The headline of this editorial – attributed to Thomas ‘Tip’ O’Neill, the Congress Speaker in Washington, several decades ago – has been widely turned on its head for tomorrow’s midterm elections to replace half the Buenos Aires City Legislature with the implied interpretation that even local government can and should be politicised. But these lines propose to defend the original meaning of this famous quote and not just because endorsement of any of the 17 lists in contention would be flouting the ‘veda’ electoral curfew – tomorrow’s candidates should be judged as monitors of local governance rather than as projections of any national party.
But before advising voters as to their perspective when casting their ballots, it is imperative to urge them to vote in the first place. In last Sunday’s midterm elections in four provinces, the average turnout barely scraped 60 percent, almost 10 percentage points below the levels of the previous midterms in 2021 in the midst of pandemic lockdown. Such electoral apathy stems from a widespread disenchantment with party politics for which substandard politicians are invariably blamed but an introspective citizenry should be encouraged to engage in a bit more introspection here and start asking themselves how often they look inside and aside rather than outside to injustices and problems. There is a toxic individualism afoot in society with a self-styled anarcho-capitalist president a symptom rather than its cause. People are encapsulated in their own square yard (and often enough the even tinier space of their smartphones) rather than forming part of a wider community or even the block on which they live.
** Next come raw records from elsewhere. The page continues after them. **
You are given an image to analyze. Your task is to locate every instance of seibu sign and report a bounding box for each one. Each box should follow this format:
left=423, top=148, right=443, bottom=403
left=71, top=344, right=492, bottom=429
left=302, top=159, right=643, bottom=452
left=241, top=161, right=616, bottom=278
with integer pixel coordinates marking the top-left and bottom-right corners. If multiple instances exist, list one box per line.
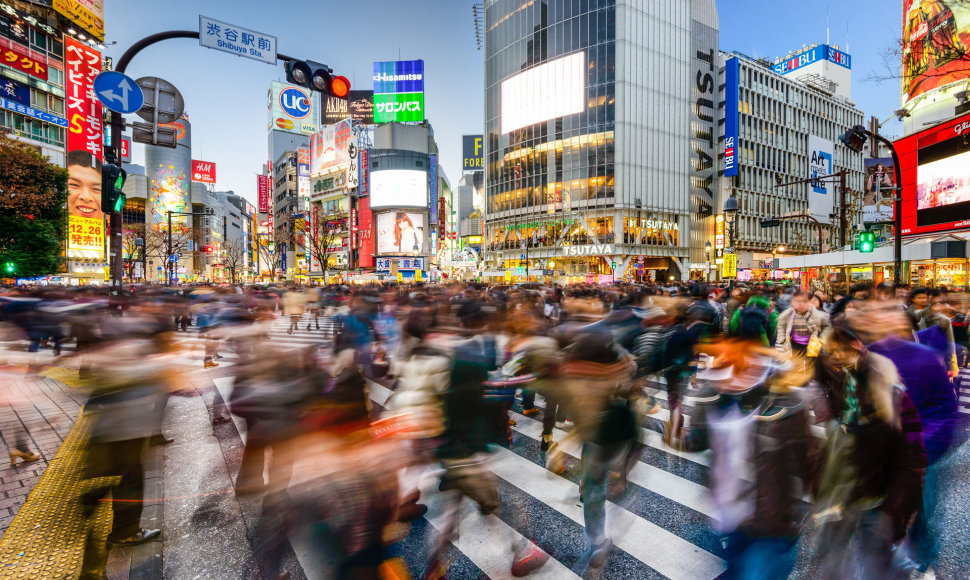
left=563, top=244, right=614, bottom=256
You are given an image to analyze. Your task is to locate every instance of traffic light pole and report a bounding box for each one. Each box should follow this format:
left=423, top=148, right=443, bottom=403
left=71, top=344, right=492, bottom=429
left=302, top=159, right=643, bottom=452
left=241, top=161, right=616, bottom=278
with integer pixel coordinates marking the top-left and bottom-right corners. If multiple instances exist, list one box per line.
left=102, top=30, right=295, bottom=286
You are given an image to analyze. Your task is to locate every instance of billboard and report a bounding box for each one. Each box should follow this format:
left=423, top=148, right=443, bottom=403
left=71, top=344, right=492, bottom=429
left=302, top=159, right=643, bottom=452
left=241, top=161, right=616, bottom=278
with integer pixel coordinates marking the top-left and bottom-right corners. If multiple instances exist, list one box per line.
left=902, top=0, right=970, bottom=104
left=862, top=157, right=895, bottom=223
left=192, top=159, right=216, bottom=183
left=310, top=119, right=354, bottom=175
left=374, top=60, right=424, bottom=123
left=347, top=91, right=374, bottom=125
left=321, top=95, right=350, bottom=125
left=370, top=169, right=428, bottom=208
left=266, top=81, right=320, bottom=135
left=256, top=175, right=270, bottom=213
left=807, top=135, right=835, bottom=224
left=771, top=44, right=852, bottom=75
left=50, top=0, right=104, bottom=41
left=377, top=211, right=425, bottom=256
left=461, top=135, right=485, bottom=171
left=502, top=52, right=587, bottom=134
left=724, top=57, right=741, bottom=177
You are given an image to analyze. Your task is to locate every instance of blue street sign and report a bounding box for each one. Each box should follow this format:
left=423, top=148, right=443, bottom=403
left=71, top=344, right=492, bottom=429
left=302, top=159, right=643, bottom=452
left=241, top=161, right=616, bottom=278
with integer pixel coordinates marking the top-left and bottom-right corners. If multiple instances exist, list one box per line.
left=94, top=70, right=145, bottom=113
A more charitable interpretation might say that people rightly feel helpless in the face of situations beyond their control but in that case their elected representatives can be a bridge to the big wide world.
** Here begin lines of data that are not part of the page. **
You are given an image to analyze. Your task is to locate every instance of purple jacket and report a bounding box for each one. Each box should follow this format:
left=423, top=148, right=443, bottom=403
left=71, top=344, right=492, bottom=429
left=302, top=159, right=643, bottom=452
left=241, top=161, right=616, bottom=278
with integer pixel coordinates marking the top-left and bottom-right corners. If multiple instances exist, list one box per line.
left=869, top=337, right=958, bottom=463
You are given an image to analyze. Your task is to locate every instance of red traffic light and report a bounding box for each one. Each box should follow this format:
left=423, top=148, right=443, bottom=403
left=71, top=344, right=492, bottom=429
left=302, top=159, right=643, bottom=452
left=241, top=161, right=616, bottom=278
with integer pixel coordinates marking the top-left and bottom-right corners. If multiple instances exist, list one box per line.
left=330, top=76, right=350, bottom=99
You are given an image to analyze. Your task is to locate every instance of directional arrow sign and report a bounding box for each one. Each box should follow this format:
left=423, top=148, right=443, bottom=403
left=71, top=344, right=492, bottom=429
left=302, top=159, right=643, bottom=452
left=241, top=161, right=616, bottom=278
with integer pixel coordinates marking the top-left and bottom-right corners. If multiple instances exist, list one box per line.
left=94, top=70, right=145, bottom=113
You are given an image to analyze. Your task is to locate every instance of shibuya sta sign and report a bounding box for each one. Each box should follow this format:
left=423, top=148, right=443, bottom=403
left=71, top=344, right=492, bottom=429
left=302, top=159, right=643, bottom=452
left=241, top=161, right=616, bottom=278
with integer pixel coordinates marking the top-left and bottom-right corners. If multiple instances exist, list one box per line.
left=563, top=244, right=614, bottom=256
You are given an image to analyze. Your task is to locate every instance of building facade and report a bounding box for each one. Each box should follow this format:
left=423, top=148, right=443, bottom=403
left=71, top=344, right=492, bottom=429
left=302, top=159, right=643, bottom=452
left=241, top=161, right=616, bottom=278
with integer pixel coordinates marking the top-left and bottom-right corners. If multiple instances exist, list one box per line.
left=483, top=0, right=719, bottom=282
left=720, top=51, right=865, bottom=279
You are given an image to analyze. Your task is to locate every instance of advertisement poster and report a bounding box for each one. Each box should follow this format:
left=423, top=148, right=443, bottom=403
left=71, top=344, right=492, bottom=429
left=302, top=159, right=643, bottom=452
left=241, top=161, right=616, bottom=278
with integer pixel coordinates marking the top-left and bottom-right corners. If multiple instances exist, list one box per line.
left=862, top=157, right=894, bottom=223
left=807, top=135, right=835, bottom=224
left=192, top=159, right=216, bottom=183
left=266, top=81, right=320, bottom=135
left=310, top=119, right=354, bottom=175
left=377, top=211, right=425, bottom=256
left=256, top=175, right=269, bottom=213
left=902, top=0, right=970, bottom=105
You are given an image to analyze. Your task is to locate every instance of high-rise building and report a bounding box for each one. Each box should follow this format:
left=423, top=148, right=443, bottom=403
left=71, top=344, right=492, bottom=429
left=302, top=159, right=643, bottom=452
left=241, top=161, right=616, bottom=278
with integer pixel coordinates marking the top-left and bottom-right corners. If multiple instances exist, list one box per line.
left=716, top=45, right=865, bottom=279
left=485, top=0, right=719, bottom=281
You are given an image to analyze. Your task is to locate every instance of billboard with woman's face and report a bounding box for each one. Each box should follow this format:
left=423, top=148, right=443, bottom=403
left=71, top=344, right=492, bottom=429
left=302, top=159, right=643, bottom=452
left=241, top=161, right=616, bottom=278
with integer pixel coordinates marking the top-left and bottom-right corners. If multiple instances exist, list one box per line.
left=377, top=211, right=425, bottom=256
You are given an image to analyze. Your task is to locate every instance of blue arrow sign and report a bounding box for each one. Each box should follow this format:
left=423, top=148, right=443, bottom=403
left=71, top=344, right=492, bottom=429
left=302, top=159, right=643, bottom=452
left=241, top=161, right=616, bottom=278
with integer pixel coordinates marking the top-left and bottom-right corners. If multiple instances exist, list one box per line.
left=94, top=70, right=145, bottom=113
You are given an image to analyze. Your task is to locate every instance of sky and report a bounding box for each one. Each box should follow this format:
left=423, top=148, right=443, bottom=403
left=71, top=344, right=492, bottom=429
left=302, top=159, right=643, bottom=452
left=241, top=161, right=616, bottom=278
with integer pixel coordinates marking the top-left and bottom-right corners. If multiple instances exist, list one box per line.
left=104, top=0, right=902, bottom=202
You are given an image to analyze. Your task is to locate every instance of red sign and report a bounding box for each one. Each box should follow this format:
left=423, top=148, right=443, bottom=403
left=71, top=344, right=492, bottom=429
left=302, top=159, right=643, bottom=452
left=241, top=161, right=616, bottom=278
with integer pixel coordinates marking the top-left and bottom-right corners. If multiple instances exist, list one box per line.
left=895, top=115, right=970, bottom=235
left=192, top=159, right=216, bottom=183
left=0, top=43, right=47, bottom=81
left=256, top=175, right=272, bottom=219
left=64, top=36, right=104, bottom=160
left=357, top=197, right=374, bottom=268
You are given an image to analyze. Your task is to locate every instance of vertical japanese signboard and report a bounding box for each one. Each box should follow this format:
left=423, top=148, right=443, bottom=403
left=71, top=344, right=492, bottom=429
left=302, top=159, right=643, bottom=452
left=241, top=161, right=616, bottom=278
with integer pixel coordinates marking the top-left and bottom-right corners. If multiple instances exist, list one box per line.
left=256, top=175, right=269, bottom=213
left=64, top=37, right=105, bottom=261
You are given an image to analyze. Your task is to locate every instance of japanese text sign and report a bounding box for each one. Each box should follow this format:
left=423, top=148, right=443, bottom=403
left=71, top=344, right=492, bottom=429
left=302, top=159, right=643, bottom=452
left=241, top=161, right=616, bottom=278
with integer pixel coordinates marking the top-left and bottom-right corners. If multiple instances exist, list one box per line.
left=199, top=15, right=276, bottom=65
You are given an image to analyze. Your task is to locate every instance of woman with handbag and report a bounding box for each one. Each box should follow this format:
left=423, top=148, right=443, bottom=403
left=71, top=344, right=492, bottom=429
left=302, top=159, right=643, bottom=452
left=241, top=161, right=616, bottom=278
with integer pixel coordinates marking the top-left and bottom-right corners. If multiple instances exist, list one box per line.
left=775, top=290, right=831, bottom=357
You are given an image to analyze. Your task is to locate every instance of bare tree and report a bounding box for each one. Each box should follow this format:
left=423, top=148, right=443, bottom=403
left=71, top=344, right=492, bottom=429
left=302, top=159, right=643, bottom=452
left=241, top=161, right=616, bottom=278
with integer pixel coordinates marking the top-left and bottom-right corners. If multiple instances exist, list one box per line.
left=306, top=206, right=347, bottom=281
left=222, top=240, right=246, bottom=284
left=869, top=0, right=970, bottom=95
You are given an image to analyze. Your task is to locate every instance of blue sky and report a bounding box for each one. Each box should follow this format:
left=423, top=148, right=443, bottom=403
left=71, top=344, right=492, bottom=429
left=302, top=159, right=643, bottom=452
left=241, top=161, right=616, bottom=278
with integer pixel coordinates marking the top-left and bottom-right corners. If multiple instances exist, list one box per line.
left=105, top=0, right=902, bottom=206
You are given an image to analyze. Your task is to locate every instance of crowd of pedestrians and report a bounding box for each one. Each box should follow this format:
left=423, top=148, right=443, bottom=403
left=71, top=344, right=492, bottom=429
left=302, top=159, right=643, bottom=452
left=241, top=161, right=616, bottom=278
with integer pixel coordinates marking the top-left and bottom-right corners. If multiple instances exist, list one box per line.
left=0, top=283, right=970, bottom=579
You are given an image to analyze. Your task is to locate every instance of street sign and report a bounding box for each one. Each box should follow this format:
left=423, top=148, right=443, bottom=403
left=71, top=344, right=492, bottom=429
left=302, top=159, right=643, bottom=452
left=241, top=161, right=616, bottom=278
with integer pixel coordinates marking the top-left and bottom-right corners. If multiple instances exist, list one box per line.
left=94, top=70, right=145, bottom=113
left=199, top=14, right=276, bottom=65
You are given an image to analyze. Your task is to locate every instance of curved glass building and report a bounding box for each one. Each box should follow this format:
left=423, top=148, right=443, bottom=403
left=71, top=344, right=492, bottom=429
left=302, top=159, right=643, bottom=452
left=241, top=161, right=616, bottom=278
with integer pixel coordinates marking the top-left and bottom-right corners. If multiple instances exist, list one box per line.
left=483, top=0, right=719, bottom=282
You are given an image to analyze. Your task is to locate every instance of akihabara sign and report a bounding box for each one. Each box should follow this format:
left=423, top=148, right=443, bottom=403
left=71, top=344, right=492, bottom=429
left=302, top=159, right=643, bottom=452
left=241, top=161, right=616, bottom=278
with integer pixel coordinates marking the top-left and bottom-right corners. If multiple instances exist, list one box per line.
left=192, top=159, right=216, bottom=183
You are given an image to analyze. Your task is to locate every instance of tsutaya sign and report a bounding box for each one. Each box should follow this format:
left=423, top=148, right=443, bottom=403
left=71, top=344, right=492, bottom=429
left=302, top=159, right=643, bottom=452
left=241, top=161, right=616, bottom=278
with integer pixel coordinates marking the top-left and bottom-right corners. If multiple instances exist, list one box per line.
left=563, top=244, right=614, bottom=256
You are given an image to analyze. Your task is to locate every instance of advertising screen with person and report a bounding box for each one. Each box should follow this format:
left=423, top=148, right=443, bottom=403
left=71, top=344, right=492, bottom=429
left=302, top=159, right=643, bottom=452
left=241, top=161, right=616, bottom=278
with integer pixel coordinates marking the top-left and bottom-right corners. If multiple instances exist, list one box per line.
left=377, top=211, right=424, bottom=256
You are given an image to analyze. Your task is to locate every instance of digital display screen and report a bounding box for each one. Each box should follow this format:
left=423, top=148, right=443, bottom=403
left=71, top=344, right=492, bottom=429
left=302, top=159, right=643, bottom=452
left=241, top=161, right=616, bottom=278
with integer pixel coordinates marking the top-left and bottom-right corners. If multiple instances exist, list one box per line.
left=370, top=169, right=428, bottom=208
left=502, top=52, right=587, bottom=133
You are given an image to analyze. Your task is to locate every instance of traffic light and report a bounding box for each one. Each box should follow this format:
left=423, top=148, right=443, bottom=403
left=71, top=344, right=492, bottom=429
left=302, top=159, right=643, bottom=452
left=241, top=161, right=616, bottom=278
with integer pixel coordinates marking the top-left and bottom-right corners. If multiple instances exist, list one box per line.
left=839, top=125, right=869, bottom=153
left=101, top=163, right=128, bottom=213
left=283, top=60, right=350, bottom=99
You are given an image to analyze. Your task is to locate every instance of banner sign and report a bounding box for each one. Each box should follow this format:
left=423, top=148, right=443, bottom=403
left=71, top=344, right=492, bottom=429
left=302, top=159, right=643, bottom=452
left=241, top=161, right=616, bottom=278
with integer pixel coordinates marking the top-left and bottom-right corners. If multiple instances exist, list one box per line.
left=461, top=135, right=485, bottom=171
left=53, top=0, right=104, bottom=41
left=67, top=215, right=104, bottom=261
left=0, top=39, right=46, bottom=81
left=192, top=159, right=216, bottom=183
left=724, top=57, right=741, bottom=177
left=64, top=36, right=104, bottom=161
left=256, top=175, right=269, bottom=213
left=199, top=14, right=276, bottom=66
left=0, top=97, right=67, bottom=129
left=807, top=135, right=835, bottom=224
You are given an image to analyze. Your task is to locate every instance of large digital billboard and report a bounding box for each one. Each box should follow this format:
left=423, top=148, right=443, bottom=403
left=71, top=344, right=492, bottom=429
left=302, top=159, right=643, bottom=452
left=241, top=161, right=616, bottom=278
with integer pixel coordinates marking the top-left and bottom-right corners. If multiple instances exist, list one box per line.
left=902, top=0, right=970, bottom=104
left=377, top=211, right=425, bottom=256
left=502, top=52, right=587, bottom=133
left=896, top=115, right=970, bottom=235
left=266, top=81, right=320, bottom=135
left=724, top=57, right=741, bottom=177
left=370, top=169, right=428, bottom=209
Even in these times of electoral apathy there will be more people voting than not tomorrow and it is important to understand that they will be voting for City legislators to resolve urban problems (with declaring a default against the International Monetary Fund, as proposed by one candidate, way beyond its scope) – all politics is more local than ever or should be. While tomorrow’s election has been hijacked by national parties as a kind of substitute for the scrapped PASO primaries, it should not be debased into a political beauty contest – the proposals on municipal issues should always be the criterion for judging the candidates rather than their party label.
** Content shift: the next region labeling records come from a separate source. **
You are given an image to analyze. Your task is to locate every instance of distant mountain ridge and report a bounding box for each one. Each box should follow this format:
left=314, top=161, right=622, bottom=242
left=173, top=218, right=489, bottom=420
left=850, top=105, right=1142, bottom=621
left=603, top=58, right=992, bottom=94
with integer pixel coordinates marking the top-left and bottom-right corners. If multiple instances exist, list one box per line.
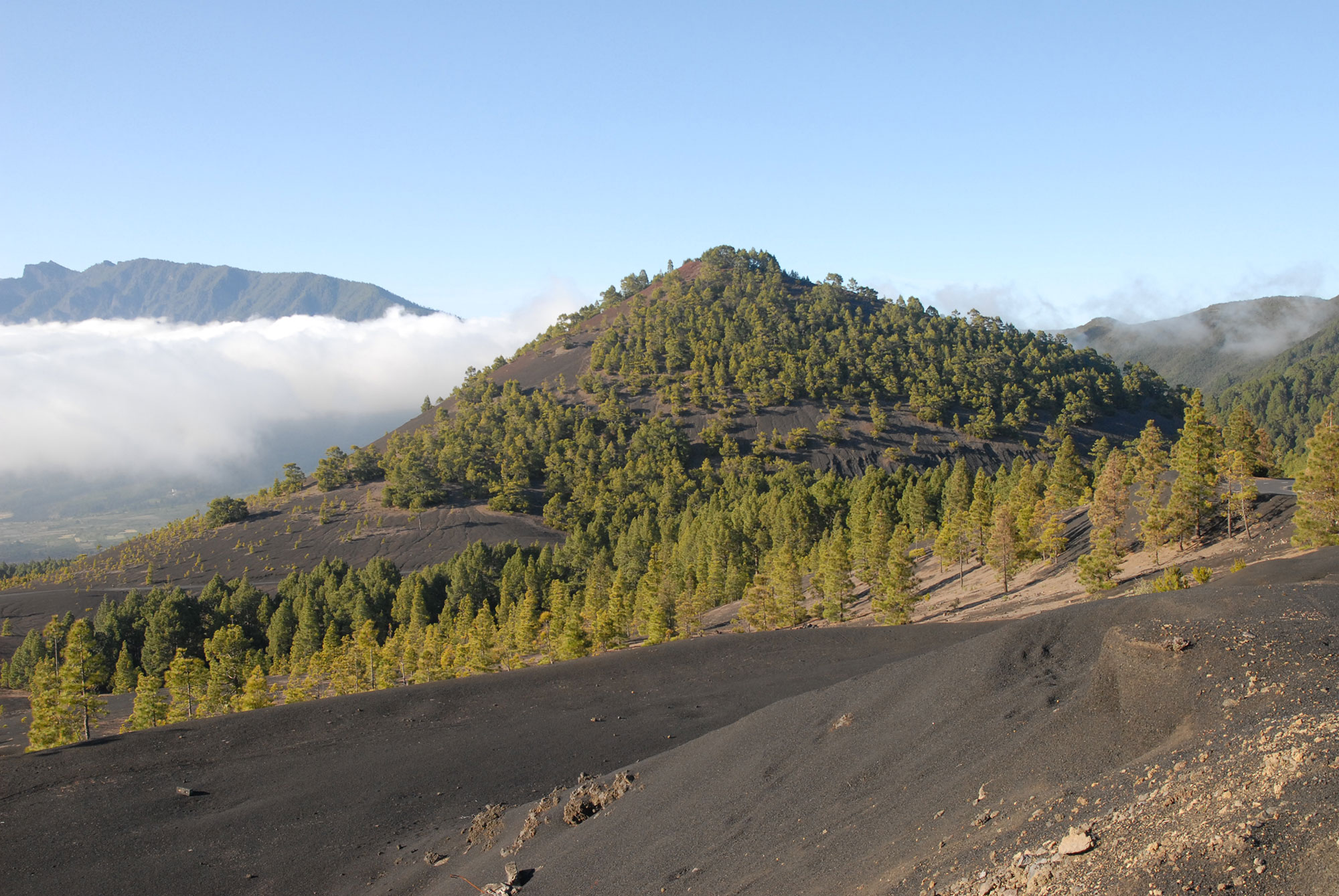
left=1060, top=296, right=1339, bottom=389
left=0, top=258, right=434, bottom=324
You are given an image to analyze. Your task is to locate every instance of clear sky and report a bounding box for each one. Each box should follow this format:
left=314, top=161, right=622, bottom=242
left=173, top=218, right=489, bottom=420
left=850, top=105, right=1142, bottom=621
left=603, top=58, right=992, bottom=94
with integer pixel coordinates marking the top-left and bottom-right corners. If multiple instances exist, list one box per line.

Rather than endorse any candidate, this newspaper leaves his or her vote up to the citizen and in all cases their choice can be right or wrong, according to the criteria. Taking the candidates favoured by the opinion polls, any notion of a personal vote for the President on the grounds that his party is represented by his daily voice would be almost tantamount to a spoiled ballot since neither President Javier Milei nor such predecessors as Cristina Fernández de Kirchner or Mauricio Macri are candidates tomorrow, but if the citizen sincerely believes that this choice might lead to less municipal taxation, bureaucracy and red tape, the vote gains more legitimacy. Nor should scare tactics against Peronism sway anybody’s decision because netting less votes than in previous elections to land seven or eight seats in a 60-seat City legislature is never going to derail an economy or a nation – instead this rebranded label should be judged according to its municipal proposals to see if there is any substantial improvement. The local ruling party should not be seen through the prism of the current infighting to dominate the political spectrum right of centre but according to how City Hall’s urban management is judged – which should not be on the basis of the horror stories told by some opposition candidates but the reality of today’s metropolis. And so on, but stopping here so as to avoid the risk of violating the veda any further.
Having made municipal issues so much the focus of this editorial, it must be admitted that both the candidates and the media have done a singularly poor job in enlightening the citizenry. Yet precisely the most self-absorbed individual can stumble on a crack in the pavement and the main challenge for tomorrow’s election is to convince people to vote in the first place – to value their democratic vote on the one day they are kings and queens with the powers that be at their mercy. Once this happens, the truth of Tip O’Neill’s dictum stands to prevail – all politics is local.